El verdadero riesgo para la vida de Petro no son los enemigos invisibles ni los «escuadrones de la muerte» que habitan en su cabeza. El verdadero peligro para su salud es su adicción desbordada a la cocaína. Su entorno lo comenta con resignación. Su rostro hinchado, su lenguaje incoherente, sus ausencias prolongadas, sus cambios de humor y su deterioro físico no dejan lugar a dudas. Petro es una bomba de tiempo que se consume desde dentro. Y, como buen comunista, ha optado por echarle la culpa a los demás antes que reconocer que su peor enemigo es él mismo.
Los hechos son claros. Ni Sánchez ni Petro están amenazados por nadie. Los únicos amenazados son los ciudadanos de sus respectivos países, que viven bajo el yugo de dos gobiernos corruptos, mentirosos y autoritarios, disfrazados de progresismo. Y si algo tienen en común, es que ambos creen que el poder no se ejerce desde la responsabilidad, sino desde la manipulación emocional y la permanente teatralización de la política. Se inventan atentados como quien se inventa logros.

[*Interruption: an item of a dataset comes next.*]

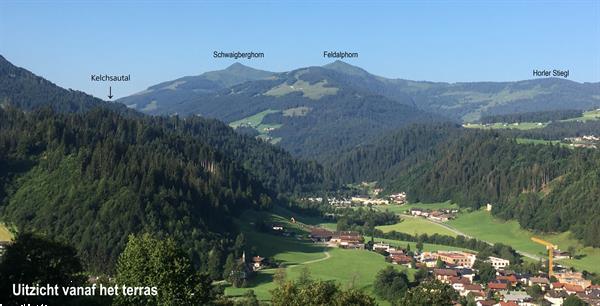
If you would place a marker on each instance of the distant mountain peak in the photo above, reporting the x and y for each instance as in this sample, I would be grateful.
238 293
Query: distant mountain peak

España y Colombia están bajo el mando de comunistas cuya herramienta favorita sigue siendo la mentira. Dos sujetos a los que, cuando ya nadie les cree, se visten de mártires para ganar tiempo y distraer la atención. Pero la verdad, aunque la pateen, la escondan y la difamen, siempre acaba saliendo. Y cuando lo haga, ni el victimismo ni las lágrimas de cocodrilo los van a salvar del juicio implacable de la historia.